The Biopsychosocial Model and Its Limitations

The Biopsychosocial Model and Its Limitations | Psychology Today |  Oct 30, 2015 | Gregg Henriques Ph.D

The Biopsychosocial Model is the currently accepted model for chronic pain used by all medical practitioners. I’ve only recently come to question it since a particularly cruel pain experiment with mice purported to find that “opioids prolong pain” in general.

If our pain is a biopsychosocial disorder, then such animal torture is not an appropriate model.

In 1977, George Engel famously argued that medicine in general and psychiatry in particular ought to shift from a bio-medical perspective of disease to a biopsychosocial (BPS) perspective on health. 

He argued that the bio-medical perspective was too reductionistic and that a holistic perspective grounded in general systems theory was necessary to address health related issues.

The World Health Organization seems to agree with Engel’s view in that it defines its central mission as improving well-being which is defined as an overall state of health and happiness at the biological, psychological and social levels.  

Engel argued this was a big mistake and that to appreciate health in general we must consider the psychological, behavioral, and social dimensions that contribute to illness related events.

The BPS model additionally allows for the consideration of such issues like the belief factors associated with healing (i.e., what bio-medicine refers to—or dismisses—as ‘placebo’ effects) and general the social conceptions of disease and the socially constructed elements that justify policies and the behaviors of healers and patients.

The advantages of the BPS model are found in its holism, awareness of levels in nature, and inclusiveness of diverse perspectives.

Within the field of psychiatry in particular, the BPS model provided a broader home that allowed for at least some basic reconciliation between the two dominant conceptions psychiatrists have of mental illness, which are:

1) the biological psychiatry view that mental disorders arises from faulty biology and

2) the psychodynamic view that emphasizes the psychological dimensions of maladaptive patterns of thinking, feeling and acting and relating

But not everyone agrees the BPS model represents an advance in medicine, and there are a number of different criticisms that can be effectively leveled against it

One of the most generally cited problem with the BPS model is that its inclusiveness results in an unscientific, “fluffy”, pluralistic approach

The goal of science is analytic understanding and that understanding requires intelligible frames that break the world into its component parts. In contrast to this, the BPS model potentially justifies a morass of “anything goes” in medicine and health

This has certainly come to pass now that the CDC is suggesting the pain patients use the very “alternative” treatments that they ridiculed in the past

Nassir Ghaemi has offered one of the most systematic critiques of the BPS model.

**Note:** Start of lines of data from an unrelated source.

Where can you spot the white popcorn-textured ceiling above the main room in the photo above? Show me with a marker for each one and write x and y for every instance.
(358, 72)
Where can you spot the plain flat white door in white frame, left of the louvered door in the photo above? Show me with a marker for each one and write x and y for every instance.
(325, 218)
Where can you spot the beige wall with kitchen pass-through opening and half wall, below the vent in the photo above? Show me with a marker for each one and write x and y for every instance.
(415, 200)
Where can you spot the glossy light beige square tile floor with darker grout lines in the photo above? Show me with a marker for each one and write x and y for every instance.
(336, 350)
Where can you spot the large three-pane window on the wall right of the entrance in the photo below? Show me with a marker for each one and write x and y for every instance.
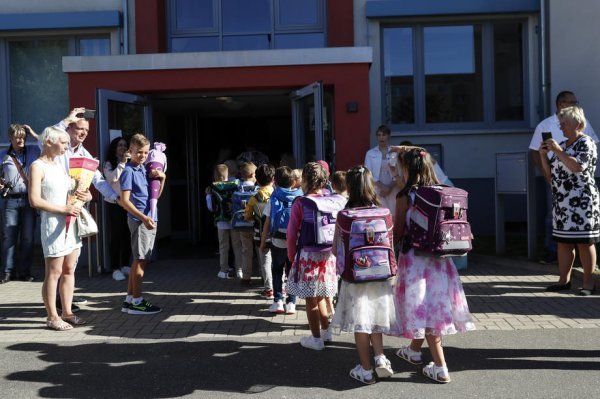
(448, 76)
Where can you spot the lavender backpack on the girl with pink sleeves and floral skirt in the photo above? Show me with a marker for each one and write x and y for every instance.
(318, 221)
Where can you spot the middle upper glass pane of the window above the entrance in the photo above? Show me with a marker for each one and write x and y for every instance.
(241, 16)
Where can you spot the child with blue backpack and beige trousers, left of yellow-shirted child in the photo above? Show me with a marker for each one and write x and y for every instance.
(242, 230)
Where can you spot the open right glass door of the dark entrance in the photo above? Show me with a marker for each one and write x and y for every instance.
(311, 130)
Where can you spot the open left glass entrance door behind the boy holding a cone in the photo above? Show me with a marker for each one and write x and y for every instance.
(119, 115)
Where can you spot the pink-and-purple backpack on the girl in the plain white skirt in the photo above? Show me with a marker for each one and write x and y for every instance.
(365, 250)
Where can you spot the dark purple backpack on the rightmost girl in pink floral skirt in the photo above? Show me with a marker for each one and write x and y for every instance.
(438, 221)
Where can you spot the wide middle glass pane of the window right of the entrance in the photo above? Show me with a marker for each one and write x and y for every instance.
(453, 74)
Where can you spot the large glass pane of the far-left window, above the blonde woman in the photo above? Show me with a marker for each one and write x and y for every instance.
(38, 86)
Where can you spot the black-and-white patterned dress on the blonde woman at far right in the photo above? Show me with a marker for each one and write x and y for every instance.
(575, 200)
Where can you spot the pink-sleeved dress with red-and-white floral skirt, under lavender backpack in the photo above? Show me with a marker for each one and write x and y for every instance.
(312, 273)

From the critics’ perspective, the potentially confusing and convoluted aspect of the BPS model becomes particularly clear when we try to define these terms and their boundaries and interrelationships

Consider, for example, the following questions:

  • What is the relationship between biology and the physical and chemical processes that take place within the cell?
  • Is biology just complicated chemistry?
  • Or consider the question of, what, exactly, is the relationship between biology and psychology?
  • That is, where does biology end and psychology begin?
  • What about the relationship between psychology and behavior—are they the same thing or different?
  • Moving up a level, where does psychology meet the social?
  • Is a family of bonobos a psychological or a social level entity?
  • What about a human family living in Canada?
  • Moving further up the scale, what is the relationship between culture and society?
  • Does the biosphere include the cultural or are they separate?
  • Is the whole of the earth a singular organism-like creature or not?

Does this position pass for science or is it mush?

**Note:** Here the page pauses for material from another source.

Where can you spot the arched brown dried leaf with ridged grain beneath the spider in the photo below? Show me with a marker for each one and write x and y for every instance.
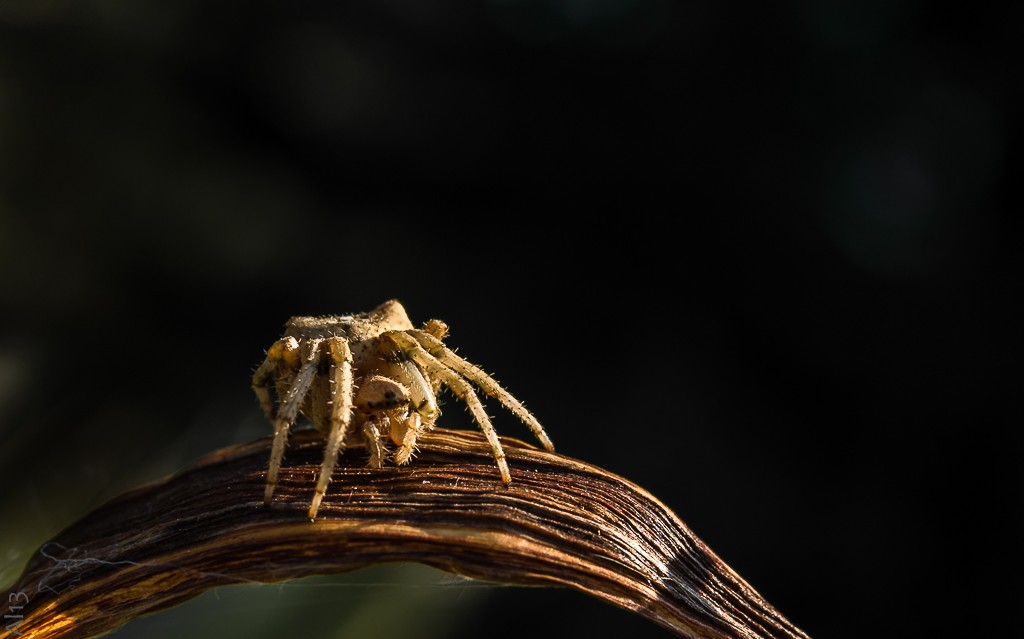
(561, 523)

Another related criticism exists on the pragmatic side of things. By being all inclusive, Ghaemi argues that the physician who adopts the BPS model is in real danger of losing clear boundaries regarding their knowledge and expertise. In short, must a physician now understand everything?

If knowledge expectations and training become too diffuse, then expertise will inevitably suffer. It is worth noting here that the general trend in medicine has been toward specialization, not in broadening one’s perspective.

Here is a summary list of critiques of the BPS model from Ghaemi (2011).

Limitations of the Biopsychosocial Model (from Ghaemi)

I believe these critiques of the biopsychosocial model have relevance, especially the following:

1) whether the BPS frame is appropriate for medicine; and

2) the critique that the boundaries between the domains are not at all clear  


Here is the definition of the biopsychosocial model from Wikipedia:

The biopsychosocial model (“BPS“) is a broad view that attributes disease causation or disease outcome to the intricate, variable interaction of biological factors (genetic, biochemical, etc), psychological factors(mood, personality, behavior, etc), and social factors(cultural, familial, socioeconomic, medical, etc).[1]

The biopsychosocial model counters the biomedical model, which attributes disease to roughly only biological factors, such as viruses, genes, or somatic abnormalities.[2]

The biopsychosocial model applies to disciplines ranging from medicine to psychology to sociology; its novelty, acceptance, and prevalence vary across disciplines[3] and across cultures.[1]